Mx204 alternative

Denys Fedoryshchenko nuclearcat at nuclearcat.com
Mon Sep 2 13:23:46 UTC 2019


On 2019-09-02 15:52, Baldur Norddahl wrote:
> 
> Maturity is such a subjective word. But yes there are plenty of
> options for routing protocols on a Linux. Every internet exchange is
> running BGP on Linux for the route server after all.
> 
> I am not recommending a server over MX204. I think MX204 is brilliant.
> It is one of the cheapest options and if that is not cheap enough,
> THEN the server solution is probably what you may be looking for.
> 
> You can move a lot of traffic even with an old leftover server.
> Especially if you are not concerned with moving 64 bytes DDoS at line
> speed, because likely you would be down anyway in that case.
> 
> As to the OPEX I would claim there are small shops that would have an
> easier time with a server, because they know how to do that. They
> would have only one or two routers and learning how to run JUNOS just
> for that might never happen. It all depends on what workforce you
> have. Network people or server guys?
> 
> Regards
> 
> Baldur
> 
>> 

I think that such types of DDoS are much easier to solve on a server 
with XDP/eBPF than on MX.
And much cheaper if we are talking about the new SYN+ACK DDoS and it is 
exactly 64b ddos case. I used multiple 82599.

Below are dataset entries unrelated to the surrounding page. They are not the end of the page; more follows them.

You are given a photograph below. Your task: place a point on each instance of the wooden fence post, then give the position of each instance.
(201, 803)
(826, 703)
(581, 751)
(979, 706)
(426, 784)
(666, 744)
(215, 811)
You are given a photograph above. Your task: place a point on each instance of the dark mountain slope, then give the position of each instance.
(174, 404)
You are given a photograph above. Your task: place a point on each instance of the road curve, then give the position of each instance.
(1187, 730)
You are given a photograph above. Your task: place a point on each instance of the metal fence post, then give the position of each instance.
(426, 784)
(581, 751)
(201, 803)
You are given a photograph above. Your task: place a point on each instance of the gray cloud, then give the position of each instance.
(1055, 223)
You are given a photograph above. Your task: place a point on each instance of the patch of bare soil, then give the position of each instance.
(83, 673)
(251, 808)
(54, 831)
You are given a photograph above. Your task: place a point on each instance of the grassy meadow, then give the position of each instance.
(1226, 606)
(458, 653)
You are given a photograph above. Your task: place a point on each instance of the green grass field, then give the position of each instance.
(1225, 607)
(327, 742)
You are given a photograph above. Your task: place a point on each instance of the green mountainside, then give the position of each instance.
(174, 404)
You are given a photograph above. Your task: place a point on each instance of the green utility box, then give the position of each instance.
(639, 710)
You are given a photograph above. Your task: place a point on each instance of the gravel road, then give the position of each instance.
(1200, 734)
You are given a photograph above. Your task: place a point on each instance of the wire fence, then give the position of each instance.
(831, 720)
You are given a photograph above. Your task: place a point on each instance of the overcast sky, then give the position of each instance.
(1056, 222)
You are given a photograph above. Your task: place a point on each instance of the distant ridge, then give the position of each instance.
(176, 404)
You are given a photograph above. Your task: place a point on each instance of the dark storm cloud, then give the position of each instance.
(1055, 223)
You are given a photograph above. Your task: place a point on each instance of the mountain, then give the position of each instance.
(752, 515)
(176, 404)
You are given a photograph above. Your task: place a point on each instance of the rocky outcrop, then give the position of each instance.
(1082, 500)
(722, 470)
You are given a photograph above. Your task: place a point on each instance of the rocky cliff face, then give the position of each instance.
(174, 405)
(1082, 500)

 From snabbco discussion, issue #1013, "If you read Intel datasheets then 
the minimum packet rate they are guaranteeing is 64B for 10G (82599), 
128B for 40G (XL710), and 256B for 100G (FM10K)."

But "hardware", ASIC enabled routers such as MX might be not better and 
even need some tuning.
https://kb.juniper.net/InfoCenter/index?page=content&id=KB33477&actp=METADATA
"On summit MX204 and MX10003 platforms, the line rate frame size is 119 
byte for 10/40GbE port and 95 byte for 100GbE port."
or some QFX, for example, Broadcom Tomahawk 32x100G switches only do 
line-rate with >= 250B packets according to datasheets.